日記から。泣き叫ぶブライアンを見る。泣き叫ぶブライアンの泣き叫び。ぶった切るやつらを見る。これでもか、これでもか、これでもか。血を流すあいつを見る。血を流すあいつの血の流れ。叩き斬るやつらを見る。これでもか、これでもか、これでもか。

 ぼくがどうやっても出来ない三つのことがある。(1)辞書を見ずにニーチェ(Nietzsche)の名をつづることが出来ない。(2)何度人がつくってるのを見ても、ジャマイカ風揚げ団子がつくれない。(3)頭からあのときの映像を追い出せない。男たちがハエの群れみたいにいとこのまわりにたかって殺し、魂まで切り刻まんばかりにぶった切りをつづけた場面だ。

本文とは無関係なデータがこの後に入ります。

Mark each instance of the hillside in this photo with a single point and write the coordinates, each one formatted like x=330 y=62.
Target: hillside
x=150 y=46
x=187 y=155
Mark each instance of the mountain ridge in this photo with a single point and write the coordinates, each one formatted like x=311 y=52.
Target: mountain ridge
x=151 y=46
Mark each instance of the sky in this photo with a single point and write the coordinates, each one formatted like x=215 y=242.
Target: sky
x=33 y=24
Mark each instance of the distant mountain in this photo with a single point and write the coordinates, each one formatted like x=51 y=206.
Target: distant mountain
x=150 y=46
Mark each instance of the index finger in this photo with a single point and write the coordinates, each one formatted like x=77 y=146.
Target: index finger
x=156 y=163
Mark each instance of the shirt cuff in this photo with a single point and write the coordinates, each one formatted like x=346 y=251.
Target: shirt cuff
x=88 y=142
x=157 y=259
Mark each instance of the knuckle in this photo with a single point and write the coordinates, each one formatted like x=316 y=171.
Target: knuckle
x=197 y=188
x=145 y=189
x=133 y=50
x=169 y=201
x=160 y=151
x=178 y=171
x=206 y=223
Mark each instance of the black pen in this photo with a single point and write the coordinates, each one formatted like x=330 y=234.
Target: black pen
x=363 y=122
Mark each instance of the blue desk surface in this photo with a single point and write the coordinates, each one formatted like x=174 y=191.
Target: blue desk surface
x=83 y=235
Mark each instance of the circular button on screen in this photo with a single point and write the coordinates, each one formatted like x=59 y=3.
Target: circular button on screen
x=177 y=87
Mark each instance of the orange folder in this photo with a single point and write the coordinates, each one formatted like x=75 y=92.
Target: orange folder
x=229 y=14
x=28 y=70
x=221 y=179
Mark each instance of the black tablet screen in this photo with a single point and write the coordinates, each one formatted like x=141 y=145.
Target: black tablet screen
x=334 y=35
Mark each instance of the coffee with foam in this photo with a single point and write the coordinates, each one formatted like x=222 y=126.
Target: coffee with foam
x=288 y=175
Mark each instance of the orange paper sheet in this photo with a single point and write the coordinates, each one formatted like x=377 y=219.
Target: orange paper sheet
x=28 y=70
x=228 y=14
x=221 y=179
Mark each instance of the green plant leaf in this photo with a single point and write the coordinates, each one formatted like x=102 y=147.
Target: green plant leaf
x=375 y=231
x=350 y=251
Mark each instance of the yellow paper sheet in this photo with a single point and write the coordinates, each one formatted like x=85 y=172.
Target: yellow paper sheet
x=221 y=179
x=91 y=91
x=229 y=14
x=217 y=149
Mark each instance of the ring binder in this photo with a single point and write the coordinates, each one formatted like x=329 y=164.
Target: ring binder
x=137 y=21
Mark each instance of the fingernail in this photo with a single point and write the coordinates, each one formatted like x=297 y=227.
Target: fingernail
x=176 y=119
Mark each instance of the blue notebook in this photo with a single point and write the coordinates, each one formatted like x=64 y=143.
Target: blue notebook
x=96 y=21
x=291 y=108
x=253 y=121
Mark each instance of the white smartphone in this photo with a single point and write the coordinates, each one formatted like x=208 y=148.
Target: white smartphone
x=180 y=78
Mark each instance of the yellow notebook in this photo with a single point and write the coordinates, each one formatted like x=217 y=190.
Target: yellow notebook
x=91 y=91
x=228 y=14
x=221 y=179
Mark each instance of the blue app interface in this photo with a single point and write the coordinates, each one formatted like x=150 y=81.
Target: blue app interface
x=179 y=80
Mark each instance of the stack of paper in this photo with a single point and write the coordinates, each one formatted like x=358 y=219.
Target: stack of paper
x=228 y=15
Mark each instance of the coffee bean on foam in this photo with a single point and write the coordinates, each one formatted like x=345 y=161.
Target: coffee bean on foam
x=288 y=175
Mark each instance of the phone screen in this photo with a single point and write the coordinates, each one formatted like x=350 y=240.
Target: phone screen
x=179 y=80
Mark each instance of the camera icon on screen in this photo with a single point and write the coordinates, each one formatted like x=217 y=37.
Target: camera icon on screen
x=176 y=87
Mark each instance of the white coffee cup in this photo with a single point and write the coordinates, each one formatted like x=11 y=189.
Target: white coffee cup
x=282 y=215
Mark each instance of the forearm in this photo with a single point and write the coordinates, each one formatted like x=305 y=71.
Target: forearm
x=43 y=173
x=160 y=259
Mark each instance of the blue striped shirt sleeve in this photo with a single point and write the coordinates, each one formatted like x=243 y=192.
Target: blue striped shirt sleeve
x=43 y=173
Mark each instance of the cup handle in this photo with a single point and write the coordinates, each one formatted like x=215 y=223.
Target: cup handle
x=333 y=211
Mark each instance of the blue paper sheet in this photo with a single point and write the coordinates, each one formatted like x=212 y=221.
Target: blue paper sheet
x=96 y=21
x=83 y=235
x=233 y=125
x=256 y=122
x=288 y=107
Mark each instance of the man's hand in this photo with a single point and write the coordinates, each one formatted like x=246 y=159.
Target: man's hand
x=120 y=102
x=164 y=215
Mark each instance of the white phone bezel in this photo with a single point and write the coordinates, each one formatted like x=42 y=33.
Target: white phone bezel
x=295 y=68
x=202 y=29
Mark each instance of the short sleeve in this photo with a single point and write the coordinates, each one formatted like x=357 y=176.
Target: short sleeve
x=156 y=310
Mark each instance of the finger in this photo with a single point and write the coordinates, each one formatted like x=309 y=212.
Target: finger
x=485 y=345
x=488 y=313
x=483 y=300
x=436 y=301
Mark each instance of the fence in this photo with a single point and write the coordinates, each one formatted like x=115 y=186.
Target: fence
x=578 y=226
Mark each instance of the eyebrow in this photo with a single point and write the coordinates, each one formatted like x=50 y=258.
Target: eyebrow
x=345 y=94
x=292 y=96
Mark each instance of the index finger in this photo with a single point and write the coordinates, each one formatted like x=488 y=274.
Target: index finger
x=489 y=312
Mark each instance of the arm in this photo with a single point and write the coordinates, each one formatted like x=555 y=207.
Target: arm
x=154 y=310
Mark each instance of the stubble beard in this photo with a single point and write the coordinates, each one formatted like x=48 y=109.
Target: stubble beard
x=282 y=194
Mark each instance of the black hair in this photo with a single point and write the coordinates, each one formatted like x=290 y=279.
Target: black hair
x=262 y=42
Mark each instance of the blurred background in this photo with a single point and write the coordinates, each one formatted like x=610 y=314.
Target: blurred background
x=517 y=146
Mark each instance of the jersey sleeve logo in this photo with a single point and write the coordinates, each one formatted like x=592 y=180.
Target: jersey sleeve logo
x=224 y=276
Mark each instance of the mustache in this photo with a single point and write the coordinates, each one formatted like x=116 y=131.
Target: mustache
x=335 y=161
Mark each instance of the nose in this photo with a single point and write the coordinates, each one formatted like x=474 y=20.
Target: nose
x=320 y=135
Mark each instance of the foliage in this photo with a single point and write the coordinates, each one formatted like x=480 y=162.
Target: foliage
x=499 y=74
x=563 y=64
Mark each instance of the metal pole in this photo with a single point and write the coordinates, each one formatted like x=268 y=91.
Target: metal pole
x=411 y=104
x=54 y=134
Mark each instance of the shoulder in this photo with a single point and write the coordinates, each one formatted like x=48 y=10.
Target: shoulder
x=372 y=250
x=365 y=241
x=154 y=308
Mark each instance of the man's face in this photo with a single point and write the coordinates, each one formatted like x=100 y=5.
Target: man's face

 少しして、大人たちもやって来た。ブライアンのパパ、トーマスおじさんも来た。沈黙してただ立っていた。そのときにはブライアンは「ひと月に二度のセックスがやっと」な状態になっていたが、それでもまだ、本物のジャマイカ人のように、二人の女と一緒にやりたがっていた。ブライアンのママ、ビバリーおばさん(ビーおばさん)もやって来た。聞き取れる言葉は発せられなかったが、ペンテコステ派の人が霊に捕らえられたみたいにからだが揺れて震えがとまらず、ジョセフィンおばさんとフリーダおばさんがそこから連れ出した。マーサおばさんもやって来て、金切り声をあげた。おばさんは妊娠300ヶ月で(ぼくが大きくなるまでの間で、この人が妊娠してなかった時期を知らない)、異常に高い声をあげたのでみんなはお腹の子のことを心配した。まわりを見まわしたとき、ミス・ジャッキーがやって来るのが目に入った。この人はぼくらの親戚ではなく、敷地の反対側に住んでるだけだ。ミス・ジャッキーは中古車みたいに、いつも自分の使い古しみたいな見映えだった。自分の顔にかなりの神経をつかっていて、髪にはさらに(自分の子どもより)気をつかっていた。この人が美容院でしこたま長居していたのを、ニキビを減らすため避妊用ピルを飲んでいたのを覚えている。おっと脱線した。きっとミス・ジャッキーの長く波打つカツラに気を散らされたせいだ。

 他の年寄りたちも、グランパを除いてやって来た。グランパは何かに(誰かにではない。この昔人間にとってそれはずっと昔のこと)食われてたからだ。[ つまり女の子たちが見放した場所がガンに食われてたってこと ] 二度目の心臓発作のあとは、あごからつばを垂らし、鍾乳洞みたいに家のベランダから垂れ下がっていた。使用禁止になった建て物みたいに使い道もなく見捨てられ、鳥肌をたてながら、濡れたトイレットペーパーが干されてるみたいにして座っていた。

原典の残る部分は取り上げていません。